Re: Asteroid impacts



Your point?
Yes, 65 million years is a really really long ass time.
Yes, we will never be absolutely certain what happened.
BTW, I read Boyle's book.
Pretty good book actually, but like you said, it's fiction.
So what do you think happened?
Do you have some insight the rest of us don't?


"East Texas" wrote

The Discovery Channel aired a show about impacts throughout the ages,
offering a new hypothesis about how Chixilub could have caused such a
global
result. The claim is that as the impact debris rained down through the
atmosphere it generated sufficient heat to raise the temperature on the
surface to several hundred degrees, killing vitually all the land dwelling
animals. The show then speculated that the remaining matter, mostly dust,
blocked out the sun for about six years, killing plankton and decimating
life in the oceans.
While this would explain why certain specific species survived, it seems a
bit contrived.
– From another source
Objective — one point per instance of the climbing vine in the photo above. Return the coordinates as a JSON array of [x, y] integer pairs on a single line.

The problem I had with this hypothesis is that there have
been a number of titanic impacts throughout the ages, at least two of them
larger than Chixilub based on crater size, but they did not produce
comparable results. Still, the elemental makeup of the Chixilub rock might
have differred enough to account for this discrepancy.
I don't think we can ever really 'know' what happened back then. We do
know,
for a fact, that the dinos didn't make it through the K-T boundary.
Boyle's
book Full Circle begins with an ELE pandemic fifty thousand years before
the
Chixilub event, and while it's only fiction, it explains the results as
well
as the program on Discovery. Furthermore, it would leave no evidence
behind.
A giant solar flare is another possibility, but I think we would find
evidence of irradiation. Anyway, the big lizards had a helluva long run,
but
we will probably never be absolutely certain what happened to them.